1.34 million officials have been punished for graft since 2013, Chinese watchdog says

1.34 million officials have been punished for graft since 2013, Chinese watchdog says

Chinese Paramilitary police officers salut each other as they stand guard below a portrait of the late leader Mao Zedong in Tiananmen Square in Beijing, China.
Chinese Paramilitary police officers salut each other as they stand guard below a portrait of the late leader Mao Zedong in Tiananmen Square in Beijing, China.
China's anti-graft watchdog said roughly 1.34 million lower-ranking officials have been punished
since 2013 under President Xi Jinping's anti-corruption drive.
Xi, who is preparing for a major Communist Party leadership conference later this month, has made an anti-graft campaign targeting "tigers and flies," both high and low ranking officials, a core policy priority during his five-year term.
China is preparing for the 19th Congress later this month, a twice-a-decade leadership event where Xi is expected to consolidate power and promote his policy positions.
Those punished for graft since 2013 include 648,000 village-level officials and most crimes were related to small scale corruption, said the Central Commission for Discipline Inspection (CCDI) on Sunday.

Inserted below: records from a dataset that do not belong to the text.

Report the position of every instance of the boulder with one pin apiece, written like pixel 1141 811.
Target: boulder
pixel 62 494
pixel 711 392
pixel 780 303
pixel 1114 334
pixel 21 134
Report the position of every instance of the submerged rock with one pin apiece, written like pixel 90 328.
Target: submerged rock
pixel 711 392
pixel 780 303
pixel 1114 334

While much of the country's anti-graft drive has targeted lower ranking village and county officials, several high-ranking figures have been taken down.

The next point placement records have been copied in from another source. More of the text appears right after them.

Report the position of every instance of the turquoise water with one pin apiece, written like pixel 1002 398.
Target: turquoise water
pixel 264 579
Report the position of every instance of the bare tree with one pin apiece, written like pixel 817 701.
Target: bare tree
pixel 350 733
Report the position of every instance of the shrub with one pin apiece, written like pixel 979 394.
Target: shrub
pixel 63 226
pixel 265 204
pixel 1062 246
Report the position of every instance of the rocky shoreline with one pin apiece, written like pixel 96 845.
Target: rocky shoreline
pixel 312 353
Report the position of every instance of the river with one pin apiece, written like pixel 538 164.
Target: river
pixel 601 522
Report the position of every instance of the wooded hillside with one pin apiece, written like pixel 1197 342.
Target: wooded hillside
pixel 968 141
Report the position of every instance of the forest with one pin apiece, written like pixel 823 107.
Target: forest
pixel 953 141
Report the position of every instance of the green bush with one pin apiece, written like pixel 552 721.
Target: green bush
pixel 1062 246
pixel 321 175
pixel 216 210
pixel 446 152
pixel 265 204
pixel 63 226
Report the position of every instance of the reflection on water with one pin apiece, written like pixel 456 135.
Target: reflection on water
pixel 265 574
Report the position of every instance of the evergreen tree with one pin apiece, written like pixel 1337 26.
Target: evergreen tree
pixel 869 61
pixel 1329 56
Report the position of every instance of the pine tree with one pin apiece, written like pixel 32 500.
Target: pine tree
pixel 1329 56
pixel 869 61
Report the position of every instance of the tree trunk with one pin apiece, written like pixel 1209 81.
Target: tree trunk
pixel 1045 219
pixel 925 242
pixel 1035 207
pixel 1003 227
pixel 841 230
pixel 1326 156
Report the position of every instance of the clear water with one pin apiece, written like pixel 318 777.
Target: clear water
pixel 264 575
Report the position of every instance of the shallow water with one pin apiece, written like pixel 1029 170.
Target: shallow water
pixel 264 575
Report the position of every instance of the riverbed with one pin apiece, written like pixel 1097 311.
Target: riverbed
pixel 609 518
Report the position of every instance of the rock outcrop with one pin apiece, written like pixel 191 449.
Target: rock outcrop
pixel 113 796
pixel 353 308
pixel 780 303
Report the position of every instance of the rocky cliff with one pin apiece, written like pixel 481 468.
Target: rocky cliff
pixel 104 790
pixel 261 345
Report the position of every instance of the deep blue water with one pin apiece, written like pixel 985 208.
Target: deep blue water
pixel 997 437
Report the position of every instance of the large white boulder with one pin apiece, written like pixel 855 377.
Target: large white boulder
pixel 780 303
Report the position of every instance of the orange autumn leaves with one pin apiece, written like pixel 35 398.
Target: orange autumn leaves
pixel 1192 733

In August the head of the anti-graft committee for China's Ministry of Finance was himself put under investigation for suspected graft.
In September a senior military officer who sits on China's powerful Central Military Commission, overseen by Xi, was detained and questioned over corruption-related offenses, Reuters reported.
The CCDI said 155,000 country-level party bureaux have set up corruption policing mechanisms as of August, representing 94.8 percent of total bureaus.